Sport leading the way to a brighter future and a closer community
March 2014 - Two teams of young boys are engaged in a rugby match to the sound of clapping, cheering and shouts of encouragement from the spectators. The excited murmur is in stark contrast to the gunfire and sirens that plagued the Hanover Park community not so long ago.
Where violent crime was once the order of the day in this Cape Town suburb, the focus has shifted towards the multi-purpose sports fields of Mount View High, built with the support of funds from the Dutch National Committee for UNICEF. What was once a dusty field is now a hub of excitement and various sporting and community activities. And a community that was once divided by gang activity is in the process of healing and reuniting due to the pulling power of sports.
Grade-11 learner Fiyaaz Jonathan (17) remembers a time before the children in the community had any access to sporting facilities.
“Children had nowhere to play. So they would walk the streets and get themselves into trouble,” says Fiyaaz. “I used to be a troublemaker with no goals or discipline when it came to schoolwork, but this changed once I found the opportunity to play sport.”
Sport bringing a sense of purpose
In 2007 Mount View High was identified as one of the worst of the 65 critical schools in South Africa’s Western Cape Province by the Department of Education. One of the key interventions introduced was Sport for Development with an emphasis on life skills with a focus on empowerment and leadership skills.
Initiated by Department of Education (DBE) and UNICEF the programme utilises a life-skills approach to allow for positive behavior change through sport and recreation. The programme is based on the principle that sport is not only crucial for the development of healthy bodies and minds, but that it is a platform to empower learners people with valuable skills that will contribute to improved learning outcomes.
June 2011 saw the official launch of the first ever multi-purpose playing facilities at the school, which formed part of the support to the school.
Fiyaaz says that peer pressure and the need to fit in dictated and controlled his life until he was introduced to rugby and football.
“Sport has given me the opportunity to inspire younger children like my brother and sister,” he says. “I made some bad decisions in life, but they don’t have to make the same mistakes. Yet I am amazed at how far I've come. I look back at where I was before rugby and football and I am just so grateful for where I am now.”

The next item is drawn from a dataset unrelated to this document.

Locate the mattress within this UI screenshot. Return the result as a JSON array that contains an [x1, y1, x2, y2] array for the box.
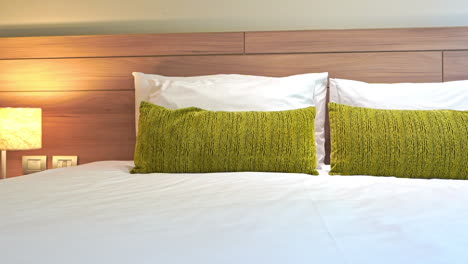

Discipline gained from sport also evident in school marks
Mount View High had a near-perfect Grade 12-pass rate in 2013. Mr. Benjamin attributes this to the impact sport and play has had on the learners. Performance at the school was at an all-time low with a grade 12 pass rate of 37% - to the 2013 pass rate of 98%. A phenomenal improvement of 61% in just five years of focused support to the school.
“If it wasn't for this programme by the Department of Education and UNICEF, our children wouldn't have had the opportunity to pursue so many passions,” he says.
As families and community members make their way to the sport fields over weekends, Mr. Benjamin says the pride and sense of unity is almost tangible. And with that the message of hope and a brighter future that comes with the learners’ new-found sense of purpose.
“By allowing children to play on the sport fields, we are keeping them off the street and ultimately giving them the chance to a brighter future.”